Selectively tabulating columns based on name
Hi -
I'm trying to add column values based on the column name containing a specific word.
For example, here is a sample dataset that shows for each company, what the lead source was and count:
Deal Name | Paid-LinkedIn-TopTen | Paid-PPC-Display | Paid-LinkedIn-Trends |
Apple | 3 | 0 | 1 |
IBM | 0 | 1 | 0 |
1 | 1 | 0 |
This is showing that Apple deal originated from 3 people at apple clicking the "top ten" linked in ad, and one person clicking the "Trends" linkedin ad. In the real dataset, there are about 60 different lead sources (columns).

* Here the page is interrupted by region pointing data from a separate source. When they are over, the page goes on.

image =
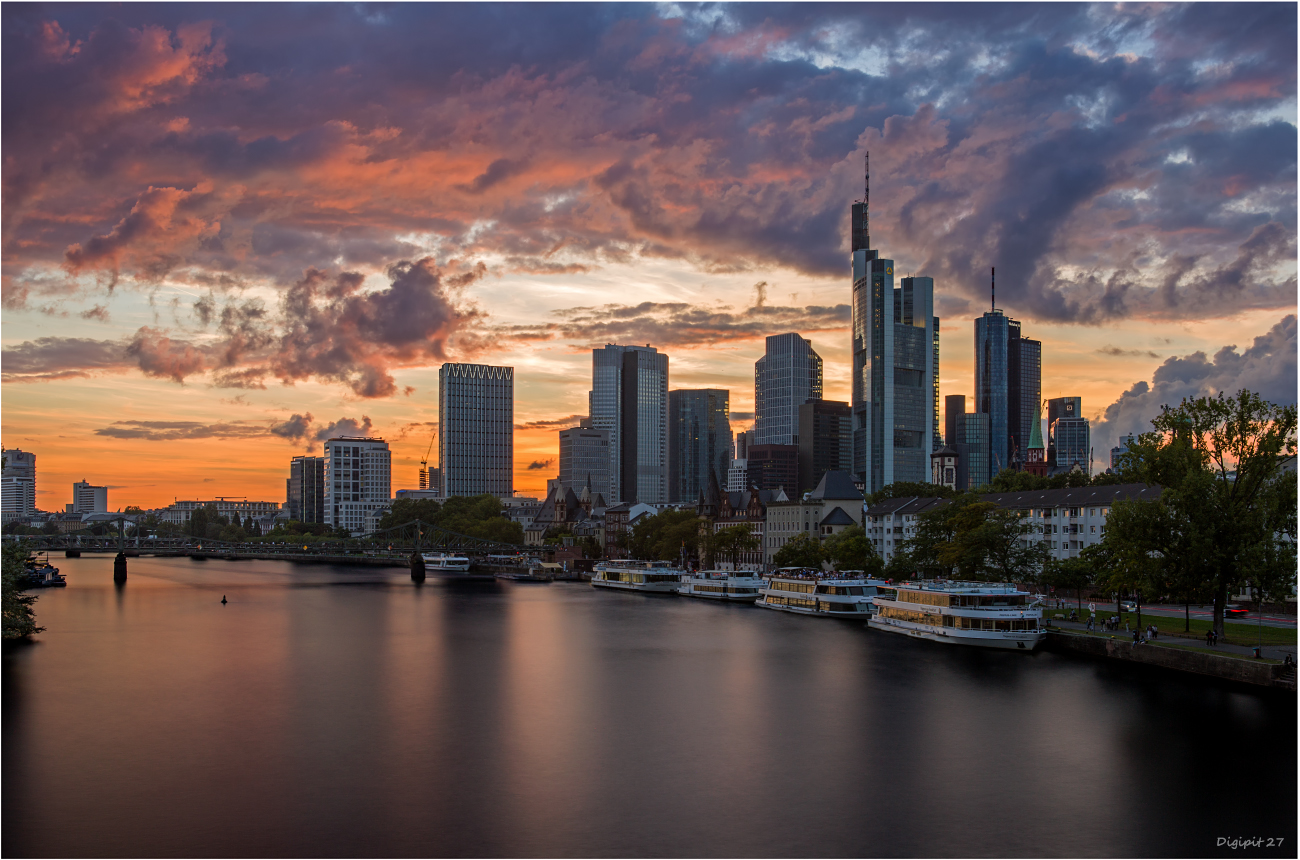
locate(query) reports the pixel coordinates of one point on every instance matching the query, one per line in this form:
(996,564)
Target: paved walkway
(1272,652)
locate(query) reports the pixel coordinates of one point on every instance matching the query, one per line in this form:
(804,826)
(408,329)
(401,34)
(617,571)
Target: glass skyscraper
(788,376)
(629,398)
(700,441)
(476,429)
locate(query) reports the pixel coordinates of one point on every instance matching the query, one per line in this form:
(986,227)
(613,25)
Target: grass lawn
(1234,633)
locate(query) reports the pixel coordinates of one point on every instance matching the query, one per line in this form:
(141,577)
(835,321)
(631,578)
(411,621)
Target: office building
(358,481)
(1008,386)
(20,485)
(89,499)
(895,373)
(826,441)
(774,467)
(700,441)
(304,490)
(1069,437)
(787,376)
(629,398)
(476,429)
(585,460)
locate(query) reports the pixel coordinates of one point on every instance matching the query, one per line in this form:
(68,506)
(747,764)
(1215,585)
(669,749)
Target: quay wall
(1243,670)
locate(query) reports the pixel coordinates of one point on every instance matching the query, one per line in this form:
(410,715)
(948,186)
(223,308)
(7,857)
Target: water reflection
(351,712)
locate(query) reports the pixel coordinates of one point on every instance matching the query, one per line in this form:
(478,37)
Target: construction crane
(424,465)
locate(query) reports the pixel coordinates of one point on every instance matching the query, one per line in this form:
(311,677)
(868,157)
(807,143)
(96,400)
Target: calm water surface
(338,711)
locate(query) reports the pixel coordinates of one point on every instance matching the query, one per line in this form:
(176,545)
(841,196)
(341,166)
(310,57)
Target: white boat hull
(1004,639)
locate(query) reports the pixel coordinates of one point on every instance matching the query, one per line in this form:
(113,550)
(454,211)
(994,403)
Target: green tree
(20,619)
(1220,463)
(852,550)
(800,551)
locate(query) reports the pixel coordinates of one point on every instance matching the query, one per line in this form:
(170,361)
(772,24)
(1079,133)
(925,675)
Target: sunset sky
(232,230)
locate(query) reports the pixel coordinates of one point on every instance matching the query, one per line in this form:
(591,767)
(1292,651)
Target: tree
(1218,460)
(20,620)
(800,551)
(852,550)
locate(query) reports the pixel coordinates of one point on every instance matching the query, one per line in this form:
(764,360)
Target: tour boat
(989,615)
(729,586)
(648,577)
(837,594)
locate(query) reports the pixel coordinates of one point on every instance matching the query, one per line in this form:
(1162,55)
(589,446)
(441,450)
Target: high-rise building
(826,441)
(585,457)
(20,483)
(893,373)
(89,499)
(774,467)
(358,481)
(1008,386)
(476,429)
(1069,437)
(306,490)
(700,441)
(787,376)
(629,398)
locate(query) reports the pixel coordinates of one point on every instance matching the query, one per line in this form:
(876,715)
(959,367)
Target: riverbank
(1183,657)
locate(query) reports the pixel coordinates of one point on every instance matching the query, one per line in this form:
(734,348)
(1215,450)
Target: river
(341,712)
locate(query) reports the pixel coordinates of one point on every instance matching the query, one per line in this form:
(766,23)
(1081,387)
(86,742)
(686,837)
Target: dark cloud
(1268,368)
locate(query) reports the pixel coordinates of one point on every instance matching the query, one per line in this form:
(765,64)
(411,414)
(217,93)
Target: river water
(339,711)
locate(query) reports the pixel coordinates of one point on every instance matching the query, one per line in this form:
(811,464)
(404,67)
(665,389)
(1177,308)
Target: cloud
(1268,366)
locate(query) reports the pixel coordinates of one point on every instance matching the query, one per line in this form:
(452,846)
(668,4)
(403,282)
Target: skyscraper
(585,457)
(895,377)
(306,489)
(629,398)
(788,376)
(476,429)
(700,441)
(358,481)
(1069,435)
(1008,386)
(826,441)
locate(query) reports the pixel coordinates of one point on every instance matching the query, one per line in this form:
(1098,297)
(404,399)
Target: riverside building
(476,430)
(629,398)
(358,481)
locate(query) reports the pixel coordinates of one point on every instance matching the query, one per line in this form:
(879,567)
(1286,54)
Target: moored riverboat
(987,615)
(805,591)
(646,577)
(728,586)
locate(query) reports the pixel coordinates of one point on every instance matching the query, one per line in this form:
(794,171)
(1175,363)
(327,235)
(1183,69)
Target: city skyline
(1139,205)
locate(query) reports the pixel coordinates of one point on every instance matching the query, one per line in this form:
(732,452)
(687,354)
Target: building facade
(787,376)
(629,398)
(585,460)
(895,376)
(358,481)
(89,499)
(826,441)
(306,490)
(700,441)
(476,429)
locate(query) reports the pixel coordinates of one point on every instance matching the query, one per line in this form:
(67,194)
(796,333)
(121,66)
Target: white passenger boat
(989,615)
(843,595)
(648,577)
(729,586)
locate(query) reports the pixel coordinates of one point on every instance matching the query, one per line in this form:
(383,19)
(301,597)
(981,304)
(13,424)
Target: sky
(234,230)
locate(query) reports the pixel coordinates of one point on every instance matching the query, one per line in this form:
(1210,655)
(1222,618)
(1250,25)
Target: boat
(646,577)
(988,615)
(845,594)
(728,586)
(451,568)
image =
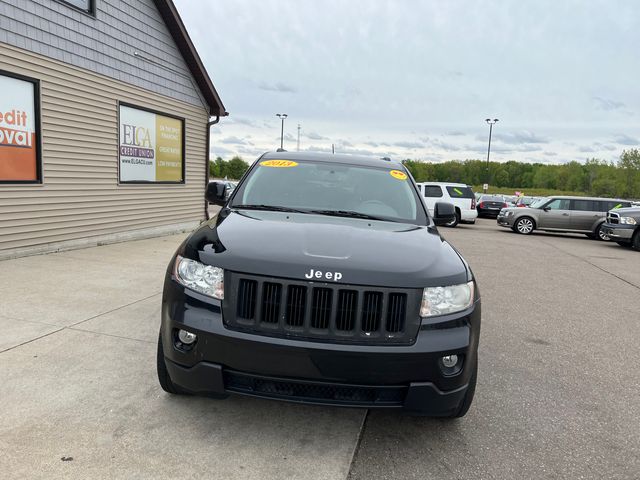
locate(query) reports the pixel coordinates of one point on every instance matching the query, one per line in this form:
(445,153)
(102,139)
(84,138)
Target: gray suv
(623,226)
(562,214)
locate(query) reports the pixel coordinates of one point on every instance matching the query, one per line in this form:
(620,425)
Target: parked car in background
(230,187)
(459,194)
(490,205)
(523,202)
(510,200)
(623,227)
(562,214)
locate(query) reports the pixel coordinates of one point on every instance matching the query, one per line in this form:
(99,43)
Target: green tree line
(595,177)
(232,169)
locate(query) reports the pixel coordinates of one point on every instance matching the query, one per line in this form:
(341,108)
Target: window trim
(38,128)
(91,12)
(424,193)
(184,151)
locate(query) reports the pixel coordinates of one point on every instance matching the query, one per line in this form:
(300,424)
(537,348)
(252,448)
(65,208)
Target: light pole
(490,122)
(282,116)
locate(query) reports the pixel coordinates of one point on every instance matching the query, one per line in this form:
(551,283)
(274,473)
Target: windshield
(539,202)
(460,192)
(331,188)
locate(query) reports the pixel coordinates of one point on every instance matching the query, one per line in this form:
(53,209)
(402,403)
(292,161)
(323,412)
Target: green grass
(530,192)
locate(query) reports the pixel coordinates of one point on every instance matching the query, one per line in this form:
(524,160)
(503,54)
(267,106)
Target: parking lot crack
(356,448)
(592,264)
(113,310)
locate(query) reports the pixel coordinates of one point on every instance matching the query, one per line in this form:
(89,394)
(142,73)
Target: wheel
(468,397)
(635,241)
(163,374)
(524,225)
(455,222)
(600,235)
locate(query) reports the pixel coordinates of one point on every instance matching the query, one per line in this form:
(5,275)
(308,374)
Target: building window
(87,6)
(19,129)
(150,146)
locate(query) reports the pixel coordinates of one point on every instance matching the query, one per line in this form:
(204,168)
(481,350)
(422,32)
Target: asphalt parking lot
(557,392)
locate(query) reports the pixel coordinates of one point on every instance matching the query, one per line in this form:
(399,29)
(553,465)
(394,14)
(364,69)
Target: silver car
(562,214)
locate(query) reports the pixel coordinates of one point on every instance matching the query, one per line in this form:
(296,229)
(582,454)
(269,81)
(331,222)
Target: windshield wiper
(270,208)
(347,213)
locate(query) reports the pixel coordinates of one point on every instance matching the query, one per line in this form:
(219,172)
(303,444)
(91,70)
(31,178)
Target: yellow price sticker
(398,174)
(279,163)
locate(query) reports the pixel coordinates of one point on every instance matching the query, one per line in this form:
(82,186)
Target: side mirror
(216,193)
(444,213)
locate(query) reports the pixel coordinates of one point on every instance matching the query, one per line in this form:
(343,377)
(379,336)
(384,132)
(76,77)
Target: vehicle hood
(290,245)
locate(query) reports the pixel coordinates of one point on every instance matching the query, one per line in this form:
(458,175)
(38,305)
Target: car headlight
(443,300)
(199,277)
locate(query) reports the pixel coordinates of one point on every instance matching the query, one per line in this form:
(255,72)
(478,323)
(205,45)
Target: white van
(459,194)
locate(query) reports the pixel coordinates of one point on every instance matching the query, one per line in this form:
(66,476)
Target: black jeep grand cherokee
(322,280)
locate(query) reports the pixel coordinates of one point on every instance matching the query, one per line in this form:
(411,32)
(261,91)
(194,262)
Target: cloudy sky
(416,79)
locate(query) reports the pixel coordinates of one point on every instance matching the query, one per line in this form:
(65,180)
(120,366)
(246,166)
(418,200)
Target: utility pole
(490,122)
(282,116)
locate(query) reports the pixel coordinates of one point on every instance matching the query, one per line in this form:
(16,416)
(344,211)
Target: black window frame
(424,193)
(38,128)
(466,187)
(91,11)
(595,205)
(546,205)
(184,151)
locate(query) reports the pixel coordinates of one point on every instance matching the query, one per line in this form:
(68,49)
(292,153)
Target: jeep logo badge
(335,276)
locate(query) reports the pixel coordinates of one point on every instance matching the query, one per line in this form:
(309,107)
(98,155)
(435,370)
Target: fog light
(448,361)
(186,337)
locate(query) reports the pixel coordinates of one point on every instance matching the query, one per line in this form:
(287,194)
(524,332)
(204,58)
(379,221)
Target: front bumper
(374,376)
(620,232)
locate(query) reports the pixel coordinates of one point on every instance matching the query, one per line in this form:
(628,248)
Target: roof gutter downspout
(210,124)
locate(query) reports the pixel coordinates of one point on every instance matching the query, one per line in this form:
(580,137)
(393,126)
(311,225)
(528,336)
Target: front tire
(635,241)
(524,225)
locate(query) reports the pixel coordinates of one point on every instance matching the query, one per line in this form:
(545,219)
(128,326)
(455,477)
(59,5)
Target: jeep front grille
(322,311)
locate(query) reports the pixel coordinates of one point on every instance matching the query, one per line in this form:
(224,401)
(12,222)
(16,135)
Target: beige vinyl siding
(80,196)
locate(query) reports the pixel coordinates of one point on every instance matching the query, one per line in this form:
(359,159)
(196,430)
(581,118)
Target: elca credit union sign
(19,148)
(151,146)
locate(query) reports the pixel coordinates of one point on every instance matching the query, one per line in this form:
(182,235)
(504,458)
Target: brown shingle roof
(179,33)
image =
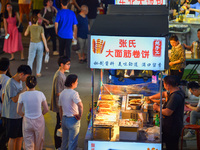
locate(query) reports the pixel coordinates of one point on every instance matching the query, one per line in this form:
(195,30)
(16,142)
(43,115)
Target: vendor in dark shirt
(172,111)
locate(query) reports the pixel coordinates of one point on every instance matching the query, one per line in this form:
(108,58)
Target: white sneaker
(55,53)
(189,136)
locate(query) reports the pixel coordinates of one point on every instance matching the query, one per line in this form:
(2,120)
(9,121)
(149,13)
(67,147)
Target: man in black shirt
(172,112)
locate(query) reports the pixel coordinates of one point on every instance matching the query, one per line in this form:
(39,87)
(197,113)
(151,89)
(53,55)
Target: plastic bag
(46,59)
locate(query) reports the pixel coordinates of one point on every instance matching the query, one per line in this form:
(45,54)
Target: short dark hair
(63,60)
(5,63)
(31,82)
(172,80)
(193,85)
(34,19)
(65,2)
(45,2)
(70,79)
(173,38)
(25,69)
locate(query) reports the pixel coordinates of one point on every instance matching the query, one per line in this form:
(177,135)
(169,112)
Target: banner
(104,145)
(140,2)
(134,53)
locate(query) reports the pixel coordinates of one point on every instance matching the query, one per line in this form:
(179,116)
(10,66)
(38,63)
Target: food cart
(122,117)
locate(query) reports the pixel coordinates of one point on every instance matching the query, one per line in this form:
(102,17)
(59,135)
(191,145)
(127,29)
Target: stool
(193,127)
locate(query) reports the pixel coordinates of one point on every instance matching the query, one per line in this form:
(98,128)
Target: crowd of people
(23,108)
(65,21)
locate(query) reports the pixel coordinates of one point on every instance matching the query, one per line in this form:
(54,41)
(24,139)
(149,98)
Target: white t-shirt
(69,99)
(24,1)
(32,102)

The output I'm seeking is: "For each deal show how many contacts came from linkedin", or more specifically referencing the above data set "For each deal, add together the numbers in every column where the column name contains 'LinkedIn'"
The output from the above table should be:
All LinkedIn Sources | |
Apple | 4 |
IBM | 0 |
1 |
I'd appreciate any pointers of how I could go about trying to derive that.
Thanks
Chris
Best Answer
-
Manuel Alpha Tester, Dataiker Alumni, Dataiku DSS Core Designer, Dataiku DSS ML Practitioner, Dataiku DSS Core Concepts, Dataiku DSS Adv Designer, Registered Posts: 193 ✭✭✭✭✭✭✭
Hi,
In a prepare recipe, you can use the "fold multiple columns by pattern" processor to transform your data from wide to long format. Use the smart pattern builder to fold only the columns that start with "Paid-Linkedin".
Then you can use a Group recipe with your key (Deal Name), adding the values from the fold value column.
Tell me if this helps.
Best regards
Answers
-
Wow ... brilliant. That does the trick nicely. Thanks so much for the tip.